Feu Vandy étoit un homme qui rencontroit assez bien. Son oncle, le comte de Grandpré, avoit été son tuteur, et on accusoit ce tuteur d’avoir un peu pillé son pupille ; il lui dit un jour : « Mon neveu, vous faites trop de dépense ; assurément, vous vous ruinerez. — Mon oncle, répondit Vandy, comment me ruinerois-je, si vous, qui avez plus d’esprit que moi, n’avez pu venir à bout de me ruiner  ? »

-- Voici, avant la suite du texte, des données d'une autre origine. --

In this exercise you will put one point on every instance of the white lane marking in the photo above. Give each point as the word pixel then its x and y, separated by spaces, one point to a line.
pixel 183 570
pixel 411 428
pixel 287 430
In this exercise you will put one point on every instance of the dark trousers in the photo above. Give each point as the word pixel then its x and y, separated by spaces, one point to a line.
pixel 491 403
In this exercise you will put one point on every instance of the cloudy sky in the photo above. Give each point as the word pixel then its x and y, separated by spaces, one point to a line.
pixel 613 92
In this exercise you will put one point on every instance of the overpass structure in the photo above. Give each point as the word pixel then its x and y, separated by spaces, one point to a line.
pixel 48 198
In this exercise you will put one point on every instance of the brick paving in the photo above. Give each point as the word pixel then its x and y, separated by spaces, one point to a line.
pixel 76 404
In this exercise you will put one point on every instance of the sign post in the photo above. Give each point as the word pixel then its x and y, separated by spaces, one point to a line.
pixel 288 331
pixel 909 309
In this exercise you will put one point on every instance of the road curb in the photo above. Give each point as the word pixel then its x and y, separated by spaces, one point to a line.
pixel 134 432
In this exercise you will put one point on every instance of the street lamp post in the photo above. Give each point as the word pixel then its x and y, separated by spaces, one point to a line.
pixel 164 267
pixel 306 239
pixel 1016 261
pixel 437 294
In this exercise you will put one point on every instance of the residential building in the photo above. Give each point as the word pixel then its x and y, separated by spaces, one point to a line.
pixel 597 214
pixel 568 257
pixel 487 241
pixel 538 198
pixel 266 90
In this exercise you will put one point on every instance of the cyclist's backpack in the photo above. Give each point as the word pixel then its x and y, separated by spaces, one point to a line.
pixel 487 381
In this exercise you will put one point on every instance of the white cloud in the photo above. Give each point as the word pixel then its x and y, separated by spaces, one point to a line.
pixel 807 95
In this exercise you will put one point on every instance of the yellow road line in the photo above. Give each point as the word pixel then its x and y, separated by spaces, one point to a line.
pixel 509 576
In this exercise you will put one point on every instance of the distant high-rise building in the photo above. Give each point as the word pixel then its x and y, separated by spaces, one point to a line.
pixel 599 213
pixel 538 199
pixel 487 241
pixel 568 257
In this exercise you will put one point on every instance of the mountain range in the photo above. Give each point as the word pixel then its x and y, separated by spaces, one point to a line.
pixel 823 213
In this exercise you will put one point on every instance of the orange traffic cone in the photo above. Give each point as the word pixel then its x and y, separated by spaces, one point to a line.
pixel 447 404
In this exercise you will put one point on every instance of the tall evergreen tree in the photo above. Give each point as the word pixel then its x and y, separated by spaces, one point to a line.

Un gentilhomme de ses voisins lui demandoit une attestation pour faire déclarer son frère fou : « Mais, Monsieur, lui disoit-il, donnez-le-moi bien ample. — Je vous la donnerai si ample, répondit Vandy, qu’elle pourra servir pour votre frère pour vous. » Il étoit un homme fort froid, et il ne sembloit pas qu’il songeât à ce qu’il disoit. Un jour qu’il dînoit chez ce même comte de Grandpré, on servit devant lui un potage, où il n’y avoit que deux pauvres soupes qui couroient l’une après l’autre ; Vandy voulut en prendre une ; mais comme le plat étoit fort grand, il faillit son coup ; il y retourne et ne peut l’attraper ; il se lève de table et appelle son valet de chambre : « Un tel, tire-moi mes bottes. — Que voulez-vous faire, mon cousin  ? lui dit M. de Joyeuse ; je crois que vous êtes fou. — Souffrez qu’il me débotte, dit froidement Vandy, je veux me jeter à la nage dans ce plat pour attraper cette soupe. »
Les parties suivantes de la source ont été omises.